- The paper introduces a novel algorithm that leverages structured prompts to map token embedding spaces up to homeomorphism.
- It employs response analysis to compute local dimensions and curvature, revealing the stratified manifold nature of token embeddings.
- Experiments on Llemma-7B confirm the method's efficacy, with implications for improved LLM interpretability and architectural optimization.
Probing the Space of Tokens in LLMs
Introduction
The paper "Probing the topology of the space of tokens with structured prompts" (2503.15421) presents a novel methodology leveraging structured prompts to uncover the topology of token embeddings in LLMs. It transcends the limitations of prior work by enabling topological exploration without direct access to token embeddings. Through a mathematically grounded approach, this method captures the token subspace up to homeomorphism, enabling the analysis of semantic structures within the latent space.
Method Overview
The approach involves crafting structured prompts, which when fed into an LLM, elicit responses that reflect the underlying topological arrangement of tokens. The premise is built on the idea that tokens, embedded in a latent space, form a stratified manifold rather than a simple manifold. By employing an algorithmic probing technique, it is possible to reconstruct the token subspace's geometry using only the model's outputs.
Algorithm Details
The proposed method (Algorithm \ref{alg:token_prompting}) is designed to prompt the LLM in a way that reveals its token subspace. This involves querying the model with structured inputs and analyzing the resulting outputs to infer topological features. The algorithm calculates the coordinates of tokens within an embedded space, translating these coordinates into meaningful topological structures by examining local dimensions and curvature properties.
Key steps include:
- Structured Prompt Creation: Using specific sequences to clear and reset the context window, ensuring consistent probe conditions.

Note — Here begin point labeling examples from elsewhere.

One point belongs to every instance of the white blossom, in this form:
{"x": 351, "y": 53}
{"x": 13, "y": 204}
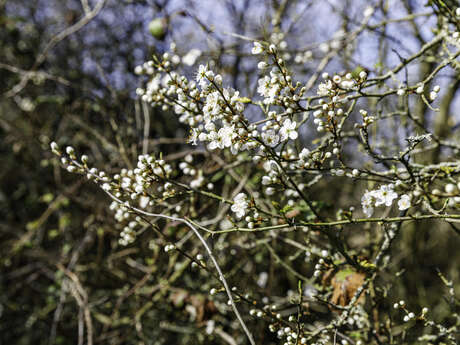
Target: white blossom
{"x": 288, "y": 131}
{"x": 404, "y": 202}
{"x": 240, "y": 205}
{"x": 270, "y": 138}
{"x": 257, "y": 49}
{"x": 385, "y": 195}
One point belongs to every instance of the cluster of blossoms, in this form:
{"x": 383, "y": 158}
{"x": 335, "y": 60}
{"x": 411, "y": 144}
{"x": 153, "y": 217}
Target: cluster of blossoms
{"x": 240, "y": 205}
{"x": 385, "y": 195}
{"x": 333, "y": 92}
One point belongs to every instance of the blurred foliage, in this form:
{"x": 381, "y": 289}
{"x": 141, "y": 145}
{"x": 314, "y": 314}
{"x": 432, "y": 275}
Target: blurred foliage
{"x": 60, "y": 253}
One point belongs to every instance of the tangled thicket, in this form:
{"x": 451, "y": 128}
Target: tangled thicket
{"x": 289, "y": 189}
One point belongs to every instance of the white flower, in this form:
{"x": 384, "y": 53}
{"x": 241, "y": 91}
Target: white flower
{"x": 366, "y": 202}
{"x": 201, "y": 75}
{"x": 385, "y": 195}
{"x": 226, "y": 135}
{"x": 264, "y": 86}
{"x": 288, "y": 130}
{"x": 240, "y": 205}
{"x": 270, "y": 138}
{"x": 190, "y": 58}
{"x": 404, "y": 202}
{"x": 257, "y": 49}
{"x": 324, "y": 89}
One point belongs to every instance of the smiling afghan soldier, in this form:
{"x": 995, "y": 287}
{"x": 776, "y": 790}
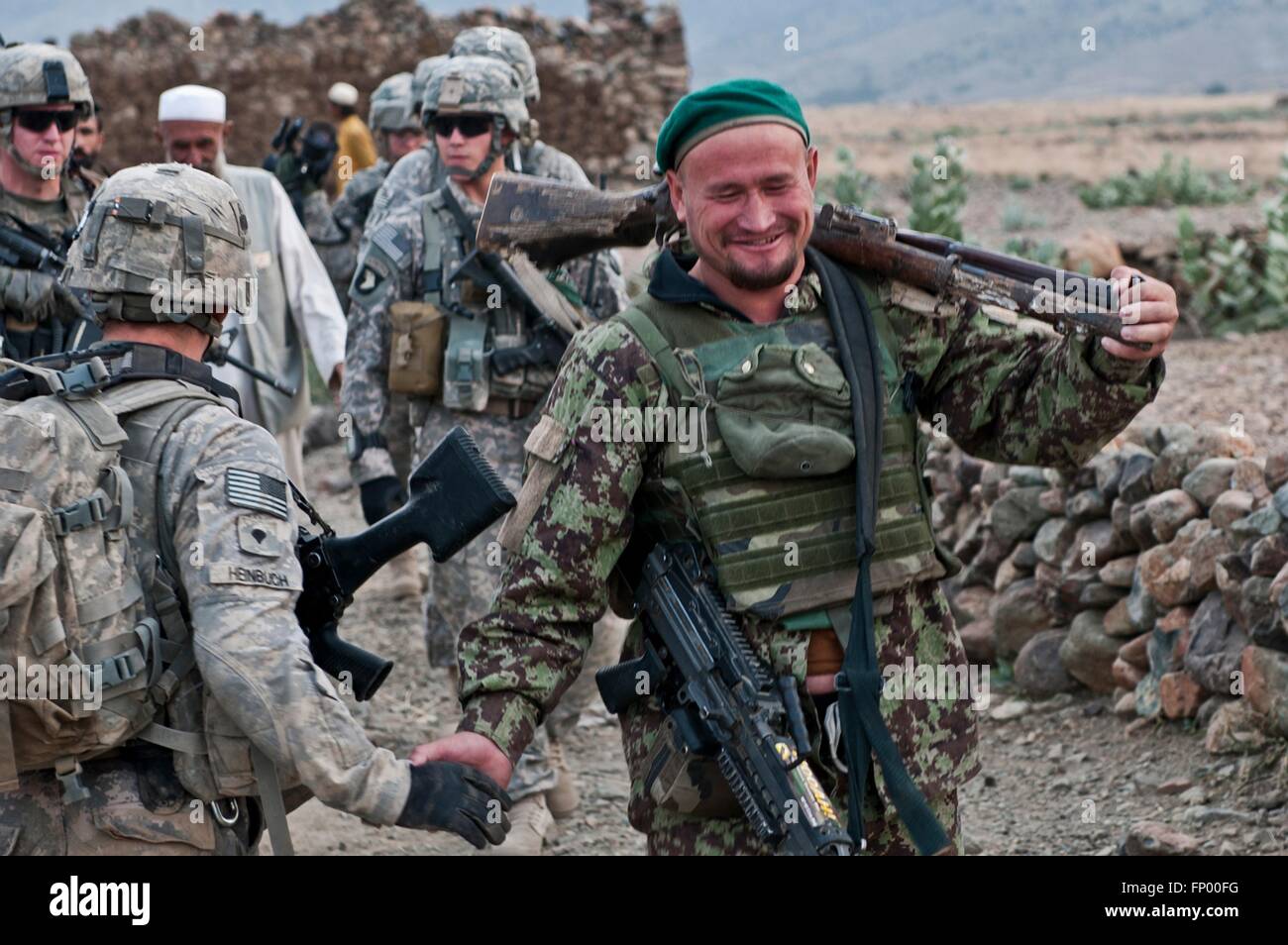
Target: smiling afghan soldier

- Response Collection: Generating sequences and measuring probabilities for token predictions across a defined number of positions.
- Topological Analysis: Interpreting these measurements to construct a topological map that mirrors the manifold structure of token embeddings.
Theoretical Justification
The algorithm's validity is supported by Theorem \ref{thm:autoregressive_embedding}, which assures that the structured prompts can be used to map token subspaces to their latent representations effectively under certain conditions. The theoretical framework leverages concepts from transverse intersections and residual subsets within smooth manifold theory, providing a solid proof for the embedding capability of nonlinear autoregressive processes, of which LLMs are a subclass.
Experiments and Results
Experiments with the {\tt Llemma-7B} model demonstrate the efficacy of this approach. The method successfully recovers the token subspace's dimensional structure, aligning closely with known embeddings. This involves estimating token dimensions and analyzing their distribution, revealing the stratified manifold nature of text embeddings.
Implementation Challenges
Computational complexity arose as a challenge, particularly concerning data collection and dimensional estimation processes. Advanced sampling techniques and thorough probabilistic analysis were employed to mitigate these challenges, allowing efficient processing on standard hardware platforms.
Implications and Future Work
The implications of this research are profound, as it not only facilitates a deeper understanding of LLM internals but also opens avenues for optimizing model architectures for better semantic comprehension. Future work may focus on refining the probing technique to improve dimensionality estimation accuracy and extend applicability to more complex models, exploring the impact on model performance and interpretability.
Conclusion
The paper provides a substantial advancement in the analysis of token spaces in LLMs, demonstrating how structured prompts can unveil hidden geometric and topological structures. This method paves the way for deeper investigations into semantic embeddings, offering a robust framework for future explorations of AI-driven natural language understanding.